There was no structure to the event, and I’m not sure if that was normally how it went, or if that was another failure on my part. I just remember a few parents sitting at picnic tables looking bored while their kids played volleyball and soccer.
Then, at the end of the party, we realized that I hadn’t brought any trash bags. I guess I assumed that Croatian picnic areas would have garbage cans like American picnic areas. That was a wrong assumption, and somebody had to go buy some trash bags while we packed up the kilos and kilos of leftover cevapi. It was definitely not my shining moment, especially since I had accidentally fallen into the water earlier with all my clothes on, and I was sloshing around in very wet, heavy, hot, sticky clothing.
So, a couple months ago, two weeks into my new job, I found myself as the coordinator for the safe and successful arrival and integration of a refugee family. With four weeks to pull it off, I was in way over my head. Flashbacks to the Awkward and Pitiful Baby Shower didn’t help, and the Cross-Cultural Beach Party Fiasco hit much too close to home. I was sunk!

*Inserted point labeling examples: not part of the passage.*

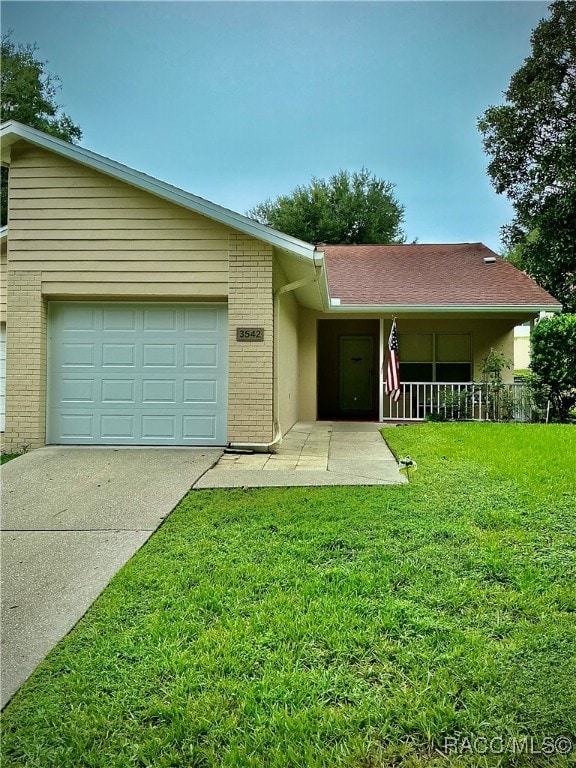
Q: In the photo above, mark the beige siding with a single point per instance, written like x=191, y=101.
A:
x=485, y=334
x=92, y=236
x=3, y=270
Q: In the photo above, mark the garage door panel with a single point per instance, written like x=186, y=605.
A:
x=78, y=391
x=118, y=391
x=147, y=376
x=118, y=355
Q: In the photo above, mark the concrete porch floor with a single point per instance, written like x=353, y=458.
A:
x=312, y=453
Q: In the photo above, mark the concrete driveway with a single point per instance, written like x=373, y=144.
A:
x=71, y=518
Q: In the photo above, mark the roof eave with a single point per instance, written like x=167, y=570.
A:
x=12, y=131
x=447, y=308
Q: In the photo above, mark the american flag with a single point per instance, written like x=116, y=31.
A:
x=393, y=366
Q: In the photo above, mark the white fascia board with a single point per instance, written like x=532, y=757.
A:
x=13, y=131
x=448, y=308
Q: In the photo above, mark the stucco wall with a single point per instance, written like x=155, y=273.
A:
x=3, y=272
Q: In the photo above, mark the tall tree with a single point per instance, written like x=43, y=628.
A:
x=348, y=208
x=28, y=95
x=531, y=143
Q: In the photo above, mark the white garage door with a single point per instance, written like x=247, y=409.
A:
x=137, y=374
x=2, y=375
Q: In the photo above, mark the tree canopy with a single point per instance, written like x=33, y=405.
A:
x=531, y=143
x=28, y=96
x=348, y=208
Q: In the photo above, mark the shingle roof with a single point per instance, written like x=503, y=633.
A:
x=422, y=275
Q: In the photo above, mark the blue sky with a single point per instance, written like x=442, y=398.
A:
x=241, y=101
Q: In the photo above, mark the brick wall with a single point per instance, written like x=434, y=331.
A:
x=25, y=362
x=251, y=367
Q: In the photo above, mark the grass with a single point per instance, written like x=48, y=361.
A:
x=334, y=626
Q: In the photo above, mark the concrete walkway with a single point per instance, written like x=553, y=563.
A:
x=312, y=453
x=71, y=518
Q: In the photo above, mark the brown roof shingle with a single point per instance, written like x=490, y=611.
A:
x=434, y=275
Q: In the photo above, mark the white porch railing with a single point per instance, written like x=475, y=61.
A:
x=471, y=401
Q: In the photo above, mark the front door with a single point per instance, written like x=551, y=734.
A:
x=356, y=373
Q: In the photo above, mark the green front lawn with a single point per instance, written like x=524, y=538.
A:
x=320, y=627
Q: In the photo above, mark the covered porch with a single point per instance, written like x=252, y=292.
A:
x=441, y=361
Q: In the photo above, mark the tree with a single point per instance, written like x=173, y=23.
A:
x=348, y=208
x=553, y=363
x=531, y=143
x=28, y=96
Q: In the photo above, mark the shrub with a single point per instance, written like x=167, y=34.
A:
x=553, y=364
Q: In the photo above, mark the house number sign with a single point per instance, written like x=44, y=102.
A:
x=249, y=334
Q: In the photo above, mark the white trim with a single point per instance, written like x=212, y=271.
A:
x=11, y=131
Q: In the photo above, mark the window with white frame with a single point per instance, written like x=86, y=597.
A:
x=445, y=357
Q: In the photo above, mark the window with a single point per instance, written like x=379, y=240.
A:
x=445, y=357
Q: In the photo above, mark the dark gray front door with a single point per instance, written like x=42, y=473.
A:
x=356, y=369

Or so I would have been, if it weren’t for all sorts of lovely people who came to bail me out. In big ways and small ways, friends and strangers picked away at the mountain of chaos, and guess what? It worked out! The Bistas are here, they’re as warm as we can get them, they have access to a phone at all times (although the home phone installation hasn’t been successful yet), they’ve never run out of rice, and they still smile when I walk in the door. There are many things I’d like to do differently next time, and we’re certainly not out of the woods yet, but it’s been good. I’m never going to be a calm, poised, nothing-ruffles-my-feathers event planner, but it’s nice to know that I’m learning how to use my strengths and prop up my weaknesses. It’s all about getting help when you need it.
Still, if you need help planning a baby shower or a cookout, do yourself a favor and ask someone else. I’m not taking any chances.